Removing the hard shoulder on all-lane running smart motorways compromises safety for those who breakdown in a live lane, according to 68% of drivers in an RAC survey.
More than 100 miles of hard shoulder have been converted by Highways England into running lanes for traffic, many removed permanently on ‘all lane running’ smart motorways. On these stretches, SOS refuge areas are spaced up to 1.6 miles (2.5km) apart.
Nicholas Lyes, RAC head of roads policy, said: “Our research clearly demonstrates that many drivers have some serious concerns about certain aspects of ‘all lane running’ smart motorways.”
Among those motorists who say they have driven on an ‘all lane running’ smart motorway, seven-in-10 (72%) are worried about not being able to reach an emergency SOS area if they break down.
Data for the RAC Report on Motoring also revealed six-in-10 drivers (59%) think the distance between SOS areas, at up to 1.6 miles (2.5km) apart, is too great, with only 13% disagreeing and 28% not expressing a view.
Only half of drivers who have driven on an ‘all lane running’ smart motorway (51%) say they know what to do if they break down and are unable to reach a refuge area, meaning the remainder are unclear.
Lyes said: “Motorists strongly believe the permanent removal of the hard shoulder compromises safety and tell us that emergency SOS areas are located too far apart at intervals of up to 1.6 miles.
“We have consistently highlighted our concerns about this type of smart motorway to the Government, MPs and Highways England so we hope these findings add further support to our calls for action. This is particularly relevant now as the Secretary of State for Transport has committed to reviewing the safety data from smart motorways.”
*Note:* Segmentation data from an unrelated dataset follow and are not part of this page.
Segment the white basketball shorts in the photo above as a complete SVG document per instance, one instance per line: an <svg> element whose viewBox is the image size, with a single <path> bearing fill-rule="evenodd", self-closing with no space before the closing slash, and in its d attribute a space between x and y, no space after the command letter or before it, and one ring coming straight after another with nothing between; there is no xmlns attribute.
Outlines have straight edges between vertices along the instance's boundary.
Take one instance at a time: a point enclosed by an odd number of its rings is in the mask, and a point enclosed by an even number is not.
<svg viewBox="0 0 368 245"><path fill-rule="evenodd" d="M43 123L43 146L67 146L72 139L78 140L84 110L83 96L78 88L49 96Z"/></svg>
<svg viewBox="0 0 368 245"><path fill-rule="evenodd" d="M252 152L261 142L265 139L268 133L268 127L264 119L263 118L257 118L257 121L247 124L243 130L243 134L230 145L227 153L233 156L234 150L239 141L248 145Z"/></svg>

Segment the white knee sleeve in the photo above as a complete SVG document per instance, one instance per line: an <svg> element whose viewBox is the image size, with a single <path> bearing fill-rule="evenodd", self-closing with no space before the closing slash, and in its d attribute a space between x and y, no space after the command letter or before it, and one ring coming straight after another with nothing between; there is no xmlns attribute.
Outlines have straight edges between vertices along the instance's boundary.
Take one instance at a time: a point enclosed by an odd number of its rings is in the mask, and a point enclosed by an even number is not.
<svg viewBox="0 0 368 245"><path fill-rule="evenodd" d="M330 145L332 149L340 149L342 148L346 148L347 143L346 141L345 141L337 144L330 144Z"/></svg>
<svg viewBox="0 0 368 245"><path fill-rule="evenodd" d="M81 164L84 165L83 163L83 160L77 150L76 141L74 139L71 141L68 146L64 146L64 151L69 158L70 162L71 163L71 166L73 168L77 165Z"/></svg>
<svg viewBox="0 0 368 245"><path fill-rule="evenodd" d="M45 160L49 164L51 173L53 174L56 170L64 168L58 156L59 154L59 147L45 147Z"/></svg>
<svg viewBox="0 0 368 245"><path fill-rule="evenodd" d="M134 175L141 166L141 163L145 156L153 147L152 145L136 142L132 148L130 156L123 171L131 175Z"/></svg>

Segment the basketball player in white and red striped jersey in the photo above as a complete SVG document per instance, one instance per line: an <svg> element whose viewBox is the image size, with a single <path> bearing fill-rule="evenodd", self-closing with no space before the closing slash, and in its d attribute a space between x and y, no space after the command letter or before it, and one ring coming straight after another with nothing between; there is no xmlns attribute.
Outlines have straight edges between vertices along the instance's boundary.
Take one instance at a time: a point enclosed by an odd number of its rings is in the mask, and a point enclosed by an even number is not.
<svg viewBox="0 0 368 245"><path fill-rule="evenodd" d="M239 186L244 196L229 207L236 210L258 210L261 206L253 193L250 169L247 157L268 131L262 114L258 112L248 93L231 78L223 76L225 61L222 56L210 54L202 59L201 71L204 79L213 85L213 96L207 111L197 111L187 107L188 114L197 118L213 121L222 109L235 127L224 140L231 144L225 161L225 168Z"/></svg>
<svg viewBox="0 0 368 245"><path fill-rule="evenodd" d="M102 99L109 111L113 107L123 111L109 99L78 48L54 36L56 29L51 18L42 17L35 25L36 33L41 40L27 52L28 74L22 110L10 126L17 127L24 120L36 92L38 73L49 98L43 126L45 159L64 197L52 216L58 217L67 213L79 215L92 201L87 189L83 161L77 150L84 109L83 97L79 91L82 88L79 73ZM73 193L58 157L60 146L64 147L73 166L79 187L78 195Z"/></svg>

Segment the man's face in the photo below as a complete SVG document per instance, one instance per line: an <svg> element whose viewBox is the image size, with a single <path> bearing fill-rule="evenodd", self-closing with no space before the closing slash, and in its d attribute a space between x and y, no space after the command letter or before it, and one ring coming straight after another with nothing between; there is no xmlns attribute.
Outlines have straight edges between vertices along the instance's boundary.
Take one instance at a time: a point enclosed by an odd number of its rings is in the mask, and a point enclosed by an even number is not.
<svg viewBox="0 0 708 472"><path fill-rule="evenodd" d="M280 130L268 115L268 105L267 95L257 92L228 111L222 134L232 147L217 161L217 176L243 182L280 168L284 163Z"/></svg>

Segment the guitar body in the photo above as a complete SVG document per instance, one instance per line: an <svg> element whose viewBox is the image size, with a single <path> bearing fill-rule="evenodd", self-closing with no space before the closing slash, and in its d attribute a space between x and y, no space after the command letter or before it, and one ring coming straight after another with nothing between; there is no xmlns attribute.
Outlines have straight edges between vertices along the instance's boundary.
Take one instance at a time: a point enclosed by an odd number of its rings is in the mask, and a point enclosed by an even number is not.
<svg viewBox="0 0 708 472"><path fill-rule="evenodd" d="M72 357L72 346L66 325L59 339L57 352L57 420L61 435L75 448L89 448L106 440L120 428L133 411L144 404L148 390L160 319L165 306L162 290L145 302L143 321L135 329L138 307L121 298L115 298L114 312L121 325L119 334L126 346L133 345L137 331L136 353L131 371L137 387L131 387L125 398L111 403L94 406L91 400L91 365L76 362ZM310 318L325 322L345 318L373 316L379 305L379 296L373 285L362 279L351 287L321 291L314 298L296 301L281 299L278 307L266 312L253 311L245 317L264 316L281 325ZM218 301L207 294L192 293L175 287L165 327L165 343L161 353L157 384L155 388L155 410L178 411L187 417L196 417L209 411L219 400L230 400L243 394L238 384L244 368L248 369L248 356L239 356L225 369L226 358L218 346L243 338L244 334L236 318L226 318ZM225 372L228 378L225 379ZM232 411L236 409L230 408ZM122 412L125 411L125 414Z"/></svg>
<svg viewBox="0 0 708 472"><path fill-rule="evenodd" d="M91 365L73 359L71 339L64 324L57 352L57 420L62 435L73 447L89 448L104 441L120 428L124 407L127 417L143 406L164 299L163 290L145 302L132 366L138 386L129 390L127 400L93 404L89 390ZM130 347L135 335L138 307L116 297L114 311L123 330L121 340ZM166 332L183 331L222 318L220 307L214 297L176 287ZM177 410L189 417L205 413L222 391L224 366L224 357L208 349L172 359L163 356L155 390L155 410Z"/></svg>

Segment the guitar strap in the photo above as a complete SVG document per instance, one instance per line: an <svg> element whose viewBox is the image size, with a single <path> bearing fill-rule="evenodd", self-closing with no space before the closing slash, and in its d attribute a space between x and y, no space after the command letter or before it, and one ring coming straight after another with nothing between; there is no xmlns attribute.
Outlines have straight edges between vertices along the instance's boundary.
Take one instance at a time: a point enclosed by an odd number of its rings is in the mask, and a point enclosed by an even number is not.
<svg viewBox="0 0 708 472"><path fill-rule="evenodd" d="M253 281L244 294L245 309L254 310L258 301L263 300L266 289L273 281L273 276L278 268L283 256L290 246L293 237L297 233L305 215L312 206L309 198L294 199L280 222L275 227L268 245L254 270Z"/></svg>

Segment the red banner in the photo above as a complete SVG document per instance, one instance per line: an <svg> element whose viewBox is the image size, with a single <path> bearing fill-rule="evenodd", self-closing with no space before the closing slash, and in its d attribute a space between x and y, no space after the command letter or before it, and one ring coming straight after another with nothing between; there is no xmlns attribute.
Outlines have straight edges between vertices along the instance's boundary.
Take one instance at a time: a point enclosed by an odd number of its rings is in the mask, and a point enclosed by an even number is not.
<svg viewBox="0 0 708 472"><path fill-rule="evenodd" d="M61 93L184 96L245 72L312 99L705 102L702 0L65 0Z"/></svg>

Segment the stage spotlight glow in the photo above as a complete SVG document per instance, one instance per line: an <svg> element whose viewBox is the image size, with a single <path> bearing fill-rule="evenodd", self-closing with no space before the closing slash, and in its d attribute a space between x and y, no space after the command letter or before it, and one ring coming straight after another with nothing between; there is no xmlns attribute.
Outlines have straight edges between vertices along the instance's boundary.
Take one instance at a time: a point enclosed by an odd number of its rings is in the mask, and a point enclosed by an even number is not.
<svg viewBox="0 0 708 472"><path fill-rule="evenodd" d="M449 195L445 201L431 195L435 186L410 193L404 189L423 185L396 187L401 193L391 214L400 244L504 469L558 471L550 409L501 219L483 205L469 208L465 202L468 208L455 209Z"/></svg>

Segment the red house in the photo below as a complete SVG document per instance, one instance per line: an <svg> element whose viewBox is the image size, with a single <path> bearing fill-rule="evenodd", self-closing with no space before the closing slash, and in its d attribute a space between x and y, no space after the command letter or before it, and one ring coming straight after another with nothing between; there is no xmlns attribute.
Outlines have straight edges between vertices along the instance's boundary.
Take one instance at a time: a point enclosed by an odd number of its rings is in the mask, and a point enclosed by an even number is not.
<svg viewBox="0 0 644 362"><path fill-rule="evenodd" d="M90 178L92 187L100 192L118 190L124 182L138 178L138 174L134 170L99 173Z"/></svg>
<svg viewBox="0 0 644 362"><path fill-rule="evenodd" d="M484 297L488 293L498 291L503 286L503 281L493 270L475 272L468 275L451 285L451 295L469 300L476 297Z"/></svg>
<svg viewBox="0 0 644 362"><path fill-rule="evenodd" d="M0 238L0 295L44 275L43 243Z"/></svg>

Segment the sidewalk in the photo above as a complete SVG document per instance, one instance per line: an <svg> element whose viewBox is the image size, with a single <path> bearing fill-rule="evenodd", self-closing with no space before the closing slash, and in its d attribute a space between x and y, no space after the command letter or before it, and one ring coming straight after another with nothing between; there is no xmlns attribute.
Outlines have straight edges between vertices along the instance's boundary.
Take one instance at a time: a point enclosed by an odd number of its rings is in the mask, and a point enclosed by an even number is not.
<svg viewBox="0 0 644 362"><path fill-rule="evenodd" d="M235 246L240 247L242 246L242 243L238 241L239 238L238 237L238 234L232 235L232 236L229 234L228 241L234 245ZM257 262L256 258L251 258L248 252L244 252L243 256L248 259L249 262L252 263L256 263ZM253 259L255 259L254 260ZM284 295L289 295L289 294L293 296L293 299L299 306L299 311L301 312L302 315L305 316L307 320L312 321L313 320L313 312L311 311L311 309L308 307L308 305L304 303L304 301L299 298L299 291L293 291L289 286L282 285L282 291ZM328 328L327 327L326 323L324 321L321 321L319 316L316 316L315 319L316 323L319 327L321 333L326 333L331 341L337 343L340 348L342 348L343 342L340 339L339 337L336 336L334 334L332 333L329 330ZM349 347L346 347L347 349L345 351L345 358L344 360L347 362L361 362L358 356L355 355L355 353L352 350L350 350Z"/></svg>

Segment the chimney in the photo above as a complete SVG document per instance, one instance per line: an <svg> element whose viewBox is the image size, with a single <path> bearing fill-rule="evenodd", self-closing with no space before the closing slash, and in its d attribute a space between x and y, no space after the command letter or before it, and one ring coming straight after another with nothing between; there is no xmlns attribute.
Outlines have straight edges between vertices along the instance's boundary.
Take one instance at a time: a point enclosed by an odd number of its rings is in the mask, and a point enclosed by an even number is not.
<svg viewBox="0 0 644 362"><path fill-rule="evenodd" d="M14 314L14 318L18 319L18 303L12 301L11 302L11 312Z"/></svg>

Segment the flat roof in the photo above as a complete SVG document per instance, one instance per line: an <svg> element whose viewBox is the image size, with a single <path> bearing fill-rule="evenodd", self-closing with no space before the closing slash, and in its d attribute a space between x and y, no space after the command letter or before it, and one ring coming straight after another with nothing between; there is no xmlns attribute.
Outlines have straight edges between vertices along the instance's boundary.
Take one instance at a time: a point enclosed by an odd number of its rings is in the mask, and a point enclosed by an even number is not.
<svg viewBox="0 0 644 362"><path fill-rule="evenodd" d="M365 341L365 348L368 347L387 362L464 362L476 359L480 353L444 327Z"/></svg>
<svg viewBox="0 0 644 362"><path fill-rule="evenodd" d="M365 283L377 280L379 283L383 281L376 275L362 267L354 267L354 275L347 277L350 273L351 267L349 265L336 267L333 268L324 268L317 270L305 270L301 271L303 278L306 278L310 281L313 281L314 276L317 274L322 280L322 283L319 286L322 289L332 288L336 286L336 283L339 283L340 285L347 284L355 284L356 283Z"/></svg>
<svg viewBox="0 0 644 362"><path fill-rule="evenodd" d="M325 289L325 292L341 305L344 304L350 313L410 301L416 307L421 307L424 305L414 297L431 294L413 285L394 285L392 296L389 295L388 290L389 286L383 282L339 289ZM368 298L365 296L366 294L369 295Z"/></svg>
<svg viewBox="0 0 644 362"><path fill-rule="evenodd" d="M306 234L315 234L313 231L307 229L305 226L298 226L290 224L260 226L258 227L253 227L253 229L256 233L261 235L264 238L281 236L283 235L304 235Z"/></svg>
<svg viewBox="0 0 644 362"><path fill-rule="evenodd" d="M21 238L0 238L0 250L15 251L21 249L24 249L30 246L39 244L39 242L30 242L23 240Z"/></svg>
When incidents occur on smart motorways, lanes are closed via a red ‘X’, which is illuminated either on the digital gantries located above the lane or on verge-mounted variable message signs. This includes the inside lane, which was formerly the hard shoulder but is now a permanent running lane.
When those with experience of ‘all lane running’ smart motorways were asked whether most motorists abide by a red ‘X’, 62% said they felt they did, but almost one-in-five (18%) claimed they did not.
Separate RAC research conducted earlier this year revealed that almost a quarter of drivers (23%) have driven in a closed lane.
However, more than half of motorists surveyed by the RAC (55%) agree that smart motorways are a cost-effective way to increase capacity on congested motorways, with only 15% disagreeing (30% did not express a view).
Lyes said: “We are calling on the Government to ensure the latest stopped vehicle detection technology is retrofitted on all sections of smart motorway as a matter of urgency and for more SOS areas to be built so drivers are never more than a mile away from one.
“We would also like to see these measures included in all smart motorway schemes that are currently being built or planned so we have a nationally consistent standard.”
He concluded: “We, and drivers generally, understand there is a need to increase capacity on our motorway network with traffic levels forecast to grow.
“However, this should only be done using the latest design features and technology so schemes are not only as safe as possible, but also make motorists feel safe driving on them.
“Sadly, only a fraction of ‘all lane running’ smart motorways operating today have SOS areas spaced at intervals of up to a mile and stopped vehicle detection technology installed.
“It is imperative drivers have the confidence to know they will be protected from traffic in the event they suffer a breakdown in live lane on ‘all lane running’ motorway.”